As you have said that the person who worked on the project before is well liked and respected within the company, while you are the new guy with no good will or social capital built up in the organisation, the last thing you should be doing is forming any kind of criticism of the code or the person who wrote it.
However, if the project is truly "Broken", then the person who worked on it before will not be the untouchable God type. He may be the asshole programmer from Hell who purposefully wrote code that could not be maintained by anyone else, in which case you are his patsy and you are probably on a losing bet, because he is just waiting in the wings to swoop in, pull an all-nighter bashing away at the keyboard to rescue the company from the incompetence of the new guy, all for a measly 50% pay rise... I have seen it happen to a few contractors and it is not pretty.
The "obvious" solution, of course, is to quit and find another gig. However, the next place (or the one after that) will probably have a similar scenario, so the best approach would be to start learning to tackle the problem on this project.

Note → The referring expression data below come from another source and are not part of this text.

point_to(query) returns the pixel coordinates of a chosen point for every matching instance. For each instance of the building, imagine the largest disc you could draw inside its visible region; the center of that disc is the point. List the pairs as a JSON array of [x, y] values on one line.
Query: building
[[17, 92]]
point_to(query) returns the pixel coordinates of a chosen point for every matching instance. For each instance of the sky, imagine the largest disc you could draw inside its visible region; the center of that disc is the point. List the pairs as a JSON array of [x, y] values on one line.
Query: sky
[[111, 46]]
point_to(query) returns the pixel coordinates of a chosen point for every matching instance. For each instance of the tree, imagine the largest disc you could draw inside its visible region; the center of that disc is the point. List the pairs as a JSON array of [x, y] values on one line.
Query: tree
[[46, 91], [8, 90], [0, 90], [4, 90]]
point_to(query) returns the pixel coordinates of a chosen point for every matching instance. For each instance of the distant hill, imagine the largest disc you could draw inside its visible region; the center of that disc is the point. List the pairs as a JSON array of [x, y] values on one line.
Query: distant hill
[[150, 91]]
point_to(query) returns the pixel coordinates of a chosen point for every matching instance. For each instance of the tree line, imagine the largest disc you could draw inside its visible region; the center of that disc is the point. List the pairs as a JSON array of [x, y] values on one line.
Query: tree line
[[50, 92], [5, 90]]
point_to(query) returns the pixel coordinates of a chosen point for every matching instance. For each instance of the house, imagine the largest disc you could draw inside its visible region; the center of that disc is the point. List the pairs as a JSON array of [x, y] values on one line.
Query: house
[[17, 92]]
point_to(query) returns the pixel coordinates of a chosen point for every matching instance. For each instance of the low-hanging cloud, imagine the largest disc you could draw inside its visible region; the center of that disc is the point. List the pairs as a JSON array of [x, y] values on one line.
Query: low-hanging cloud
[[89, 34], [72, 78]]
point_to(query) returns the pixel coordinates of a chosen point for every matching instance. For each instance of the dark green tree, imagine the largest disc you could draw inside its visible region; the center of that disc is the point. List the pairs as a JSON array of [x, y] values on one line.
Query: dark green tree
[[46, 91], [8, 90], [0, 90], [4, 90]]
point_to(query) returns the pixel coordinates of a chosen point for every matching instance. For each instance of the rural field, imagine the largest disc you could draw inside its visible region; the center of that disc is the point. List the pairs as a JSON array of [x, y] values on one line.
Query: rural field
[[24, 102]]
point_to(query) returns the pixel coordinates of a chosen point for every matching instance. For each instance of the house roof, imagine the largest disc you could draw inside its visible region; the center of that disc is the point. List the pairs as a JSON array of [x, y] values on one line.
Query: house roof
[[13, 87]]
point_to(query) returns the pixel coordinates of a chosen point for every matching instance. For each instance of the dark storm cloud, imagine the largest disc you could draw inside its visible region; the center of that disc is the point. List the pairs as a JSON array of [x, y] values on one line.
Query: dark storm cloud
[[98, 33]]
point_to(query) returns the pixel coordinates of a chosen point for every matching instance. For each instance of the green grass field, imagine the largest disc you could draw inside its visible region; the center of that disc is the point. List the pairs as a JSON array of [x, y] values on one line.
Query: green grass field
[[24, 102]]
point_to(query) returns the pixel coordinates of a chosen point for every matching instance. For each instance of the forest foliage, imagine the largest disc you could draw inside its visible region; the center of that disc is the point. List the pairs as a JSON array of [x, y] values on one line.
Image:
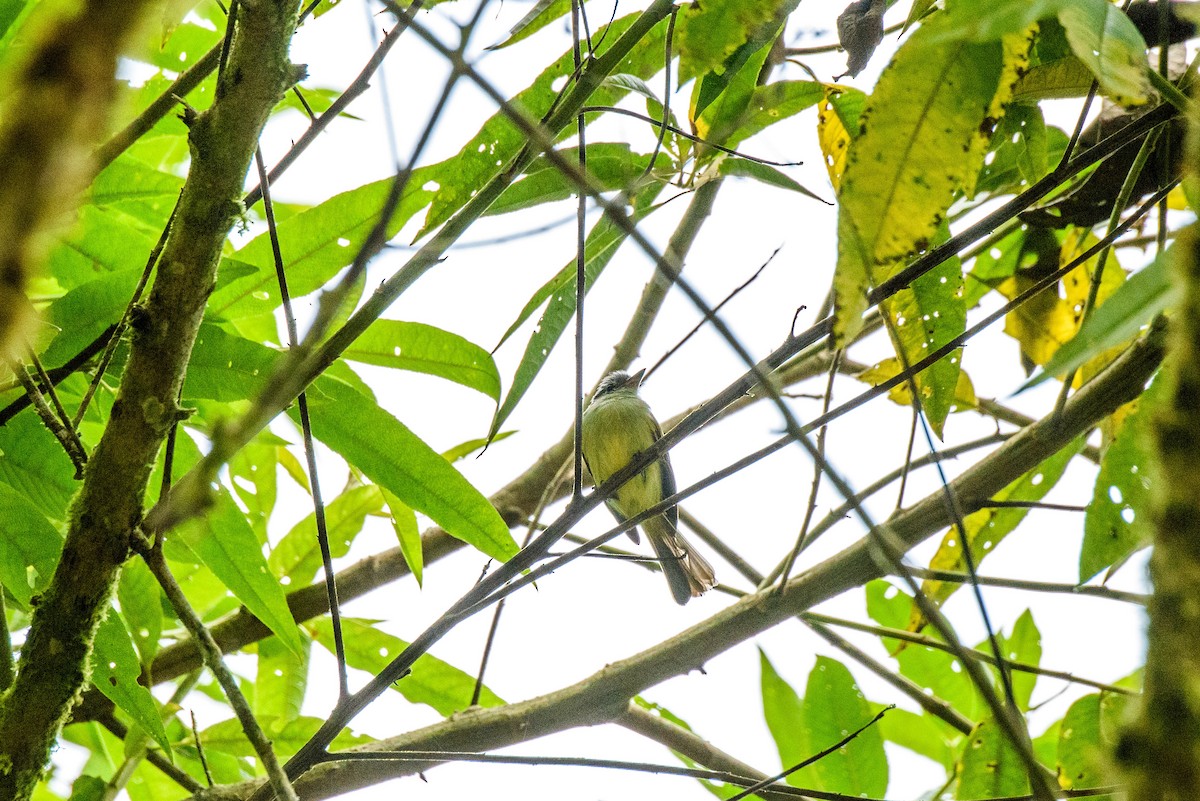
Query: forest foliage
[[955, 198]]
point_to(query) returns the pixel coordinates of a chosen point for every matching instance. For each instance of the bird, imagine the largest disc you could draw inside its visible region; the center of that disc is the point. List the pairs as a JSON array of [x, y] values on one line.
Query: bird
[[617, 426]]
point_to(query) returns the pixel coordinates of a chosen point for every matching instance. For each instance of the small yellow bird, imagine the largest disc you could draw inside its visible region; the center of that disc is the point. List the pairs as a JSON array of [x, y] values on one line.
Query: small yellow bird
[[618, 426]]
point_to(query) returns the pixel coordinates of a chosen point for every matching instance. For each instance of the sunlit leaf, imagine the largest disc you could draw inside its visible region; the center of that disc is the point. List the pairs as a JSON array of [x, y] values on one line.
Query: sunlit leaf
[[1116, 522], [432, 681], [115, 670], [227, 546], [990, 766], [985, 529], [427, 349]]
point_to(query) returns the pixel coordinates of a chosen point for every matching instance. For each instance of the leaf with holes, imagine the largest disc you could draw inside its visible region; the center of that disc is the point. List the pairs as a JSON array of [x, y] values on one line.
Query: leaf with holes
[[427, 349], [988, 527], [431, 681], [1116, 524], [989, 766], [924, 133]]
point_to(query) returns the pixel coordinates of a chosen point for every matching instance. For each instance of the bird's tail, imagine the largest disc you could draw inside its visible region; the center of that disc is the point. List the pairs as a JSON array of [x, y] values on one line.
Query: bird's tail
[[688, 573]]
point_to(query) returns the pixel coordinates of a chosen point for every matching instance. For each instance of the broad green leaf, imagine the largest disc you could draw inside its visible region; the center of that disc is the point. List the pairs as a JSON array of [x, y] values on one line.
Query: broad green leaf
[[297, 559], [29, 546], [317, 244], [115, 670], [1115, 525], [499, 139], [833, 706], [1044, 323], [136, 188], [928, 667], [408, 536], [765, 174], [253, 476], [838, 124], [142, 607], [1067, 77], [990, 768], [784, 712], [940, 101], [708, 34], [227, 546], [1024, 645], [541, 14], [85, 312], [33, 463], [287, 736], [720, 100], [462, 450], [922, 734], [773, 103], [987, 528], [1110, 46], [1021, 151], [1146, 294], [1081, 753], [433, 682], [925, 315], [613, 166], [281, 680], [601, 245], [395, 458], [427, 349]]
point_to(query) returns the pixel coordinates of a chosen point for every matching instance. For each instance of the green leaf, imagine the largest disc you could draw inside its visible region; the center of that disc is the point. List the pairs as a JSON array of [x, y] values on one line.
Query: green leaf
[[922, 734], [601, 245], [541, 14], [317, 244], [708, 34], [29, 546], [287, 736], [1116, 523], [1146, 294], [990, 768], [433, 682], [765, 174], [499, 139], [928, 667], [227, 546], [988, 527], [408, 536], [281, 680], [833, 706], [462, 450], [1109, 44], [136, 188], [613, 166], [395, 458], [784, 712], [427, 349], [297, 558], [142, 607], [774, 103], [927, 314], [1081, 754], [1024, 644], [939, 101], [115, 670], [253, 477]]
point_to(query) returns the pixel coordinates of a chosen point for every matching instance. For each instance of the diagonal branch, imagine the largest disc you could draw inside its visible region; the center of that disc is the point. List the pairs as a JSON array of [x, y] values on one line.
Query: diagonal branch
[[605, 696]]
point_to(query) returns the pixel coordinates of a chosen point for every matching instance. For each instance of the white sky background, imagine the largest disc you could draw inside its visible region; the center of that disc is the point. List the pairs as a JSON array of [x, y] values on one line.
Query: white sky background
[[600, 610]]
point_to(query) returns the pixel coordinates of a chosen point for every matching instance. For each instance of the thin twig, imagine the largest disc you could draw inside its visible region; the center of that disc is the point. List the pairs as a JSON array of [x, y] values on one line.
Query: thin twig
[[213, 660]]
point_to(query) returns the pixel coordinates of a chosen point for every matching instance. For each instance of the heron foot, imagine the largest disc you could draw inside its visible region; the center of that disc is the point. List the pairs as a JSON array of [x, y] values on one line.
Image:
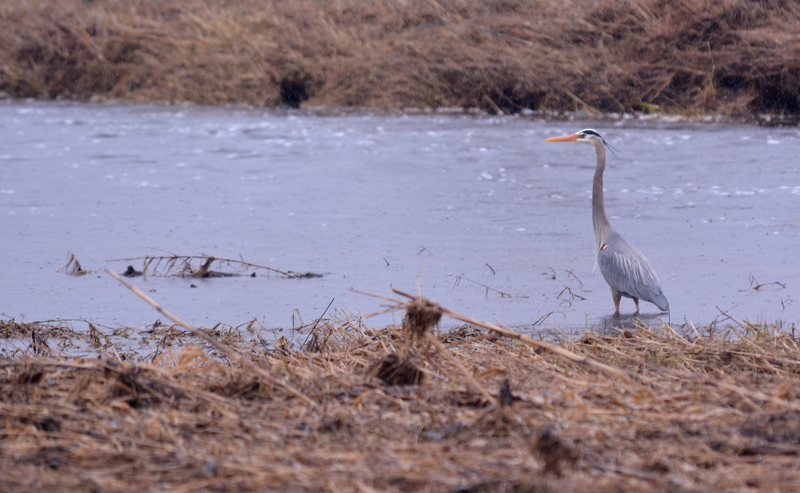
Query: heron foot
[[617, 298]]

That means that step 1 is to look at where YOU went wrong. By that, I mean that either your initial code analysis was incomplete (you did not check out the code before taking the assignment, or maybe you had no opportunity to check it out), or you started coding before understanding the existing structure (or lack of). Yes, you are under pressure to add value, contribute, justify your existence, and so on... but that will be doubly true next month. If you cannot make the argument in the first week/month that you need to review the existing code before making changes and adding features, then you are not going to be able to make that argument at any point. It takes a particular kind of coder to write updates to existing code without first understanding what the existing stuff does, and that type is rare, especially when dealing with an un-maintainable bird's nest of code.
If the code is already documented, verify that the documentation is accurate. If it is not already documented, then document it. The code may need to be re-factored before you can make any meaningful contribution, but right at the beginning of the project is the only possible window you will have for that kind of analysis.
If your response at this point is "I do not have time to document the code", then my advice would be to leave with your sanity and most of your reputation intact. You have already seen that coding hot, without any insight into what you are working with, causes unexpected and unexplained problems.